Vice President Vance slammed “excessive regulation” of artificial intelligence (AI) on Tuesday, making clear the Trump administration’s stance on the emerging tech on an international stage.
“We believe that excessive regulation of the AI sector could kill a transformative industry just as it’s taking off,” Vance said Tuesday in Paris at the Artificial Intelligence Action Summit. “And I’d like to see that deregulatory flavor making a lot of the conversations this conference.”
The speech built upon a series of executive actions President Trump took shortly after his inauguration last month, including the repeal of former President Biden’s 2023 executive order that placed guardrails on AI innovation. He quickly signed an executive order to roll back any policies that “act as barriers to American AI innovation.”
Coupled with Vance’s remarks, the Trump administration is signaling a growing disagreement with Europe over how to handle the emerging tech.
Questions have long swirled over how the U.S. should balance AI innovation and regulation.
The Trump administration has so far prioritized AI innovation in a more hands-off approach, contrasting with Europe, which has largely tightened regulations over safety and responsibility concerns.
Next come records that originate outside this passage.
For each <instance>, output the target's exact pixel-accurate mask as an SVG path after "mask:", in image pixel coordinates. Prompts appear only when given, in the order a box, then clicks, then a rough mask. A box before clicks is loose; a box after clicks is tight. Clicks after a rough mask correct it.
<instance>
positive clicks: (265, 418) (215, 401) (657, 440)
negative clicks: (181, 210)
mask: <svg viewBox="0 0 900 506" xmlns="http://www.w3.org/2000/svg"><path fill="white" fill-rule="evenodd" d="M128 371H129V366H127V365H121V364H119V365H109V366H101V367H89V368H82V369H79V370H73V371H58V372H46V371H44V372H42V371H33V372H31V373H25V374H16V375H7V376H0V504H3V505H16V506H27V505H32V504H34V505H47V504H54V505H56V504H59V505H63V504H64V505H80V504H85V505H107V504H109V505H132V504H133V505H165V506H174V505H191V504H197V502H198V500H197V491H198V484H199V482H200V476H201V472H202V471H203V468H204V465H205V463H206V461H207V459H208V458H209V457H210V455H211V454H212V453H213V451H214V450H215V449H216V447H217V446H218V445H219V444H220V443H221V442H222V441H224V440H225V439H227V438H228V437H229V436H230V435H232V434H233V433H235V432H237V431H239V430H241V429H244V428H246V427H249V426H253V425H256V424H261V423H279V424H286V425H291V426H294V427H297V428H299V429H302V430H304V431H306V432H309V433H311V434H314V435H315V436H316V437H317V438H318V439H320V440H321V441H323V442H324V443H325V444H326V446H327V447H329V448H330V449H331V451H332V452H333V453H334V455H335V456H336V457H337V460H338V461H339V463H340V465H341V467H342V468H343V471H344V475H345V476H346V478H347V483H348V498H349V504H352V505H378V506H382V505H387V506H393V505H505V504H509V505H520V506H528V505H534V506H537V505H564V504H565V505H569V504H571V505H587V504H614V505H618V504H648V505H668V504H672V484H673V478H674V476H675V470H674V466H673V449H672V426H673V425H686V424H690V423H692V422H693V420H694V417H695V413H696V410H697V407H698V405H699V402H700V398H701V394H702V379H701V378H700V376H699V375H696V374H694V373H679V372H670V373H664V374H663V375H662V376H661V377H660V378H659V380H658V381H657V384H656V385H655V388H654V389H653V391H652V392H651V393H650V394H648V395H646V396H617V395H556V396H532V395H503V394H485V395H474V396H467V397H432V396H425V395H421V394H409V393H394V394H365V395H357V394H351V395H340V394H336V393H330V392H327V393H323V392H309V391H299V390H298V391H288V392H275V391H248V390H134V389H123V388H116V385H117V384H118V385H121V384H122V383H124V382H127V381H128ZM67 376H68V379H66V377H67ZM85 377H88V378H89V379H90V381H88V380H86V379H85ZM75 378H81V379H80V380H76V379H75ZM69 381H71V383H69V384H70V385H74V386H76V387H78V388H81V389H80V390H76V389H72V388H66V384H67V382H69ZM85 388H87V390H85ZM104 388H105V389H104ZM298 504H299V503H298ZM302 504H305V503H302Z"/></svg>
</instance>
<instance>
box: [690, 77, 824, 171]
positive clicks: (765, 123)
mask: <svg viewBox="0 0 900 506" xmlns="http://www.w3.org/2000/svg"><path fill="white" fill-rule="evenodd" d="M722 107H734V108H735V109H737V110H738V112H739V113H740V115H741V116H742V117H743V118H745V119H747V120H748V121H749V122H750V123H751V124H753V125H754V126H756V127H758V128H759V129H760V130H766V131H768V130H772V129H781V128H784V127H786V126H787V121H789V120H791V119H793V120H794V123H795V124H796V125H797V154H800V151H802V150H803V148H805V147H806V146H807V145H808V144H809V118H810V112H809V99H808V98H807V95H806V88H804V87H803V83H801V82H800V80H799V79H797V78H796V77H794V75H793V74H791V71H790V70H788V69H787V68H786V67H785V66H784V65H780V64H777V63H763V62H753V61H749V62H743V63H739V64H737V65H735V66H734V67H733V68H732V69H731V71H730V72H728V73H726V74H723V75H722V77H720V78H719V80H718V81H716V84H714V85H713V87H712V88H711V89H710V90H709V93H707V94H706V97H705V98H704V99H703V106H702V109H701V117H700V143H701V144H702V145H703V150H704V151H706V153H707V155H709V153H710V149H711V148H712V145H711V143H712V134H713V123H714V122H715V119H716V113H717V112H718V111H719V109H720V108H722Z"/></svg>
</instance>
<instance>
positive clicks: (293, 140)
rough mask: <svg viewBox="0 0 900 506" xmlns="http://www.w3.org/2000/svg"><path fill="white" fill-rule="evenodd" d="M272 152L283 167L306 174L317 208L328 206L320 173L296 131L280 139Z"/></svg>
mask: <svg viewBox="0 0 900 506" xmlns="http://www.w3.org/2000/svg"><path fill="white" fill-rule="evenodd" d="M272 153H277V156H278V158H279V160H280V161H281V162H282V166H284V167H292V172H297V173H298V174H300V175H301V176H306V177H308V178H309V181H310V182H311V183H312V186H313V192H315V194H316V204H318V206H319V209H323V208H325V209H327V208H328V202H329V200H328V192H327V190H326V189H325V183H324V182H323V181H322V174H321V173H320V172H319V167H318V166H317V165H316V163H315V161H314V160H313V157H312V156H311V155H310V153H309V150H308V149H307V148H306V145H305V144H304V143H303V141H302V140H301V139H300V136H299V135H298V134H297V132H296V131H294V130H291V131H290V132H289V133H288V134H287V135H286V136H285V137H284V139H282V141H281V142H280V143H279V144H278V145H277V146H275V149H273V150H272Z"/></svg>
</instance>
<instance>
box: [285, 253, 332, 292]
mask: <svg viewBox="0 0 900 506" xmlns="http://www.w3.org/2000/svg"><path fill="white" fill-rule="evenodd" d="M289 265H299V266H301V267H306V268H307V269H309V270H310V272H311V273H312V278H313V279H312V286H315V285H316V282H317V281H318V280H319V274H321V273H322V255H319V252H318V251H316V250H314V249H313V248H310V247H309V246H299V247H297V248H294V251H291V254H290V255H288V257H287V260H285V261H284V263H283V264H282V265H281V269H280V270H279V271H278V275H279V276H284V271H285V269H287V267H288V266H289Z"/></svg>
“The Trump administration believes that AI will have countless revolutionary applications and economic innovation, job creation, national security, health care, free expression and beyond,” Vance said. “And to restrict its development now will not only unfairly benefit incumbents in the space, it would mean paralyzing one of the most promising technologies that we have seen in generations.”
The vice president emphasized the U.S. intends to be the leader in AI innovation and will do so on a “pro worker growth path” amid concerns the technology will reduce job availability and value.
“Too many of the leaders in the AI industry when they talk about this fear of replacing workers, I think they really miss the point,” Vance said. “AI, we believe, is going to make us more productive, more prosperous and more free. The United States of America is the leader in AI, and our administration plans to keep it that way.”
He added the Trump administration is working to ensure AI systems are built in the U.S. with American designed and manufactured chips as it seeks to curb foreign competition.
“Just because we’re the leader doesn’t mean we want or need to go it alone, of course,” he said, adding, “America wants to partner with all of you. We want to embark on the AI revolution before us with the spirit of openness and collaboration but to create that kind of trust, we need international regulatory regimes that foster the creation of AI technology rather than strangles it.”
The U.S. was not part of a joint statement signed by more than 60 nations, which pledged to “promote AI accessibility to reduce digital divides” and “ensure AI is open, inclusive, transparent, ethical, safe, secure and trustworthy.”
Vance noted it does not mean “safety [goes] out the window,” but that countries must focus on harnessing the opportunity.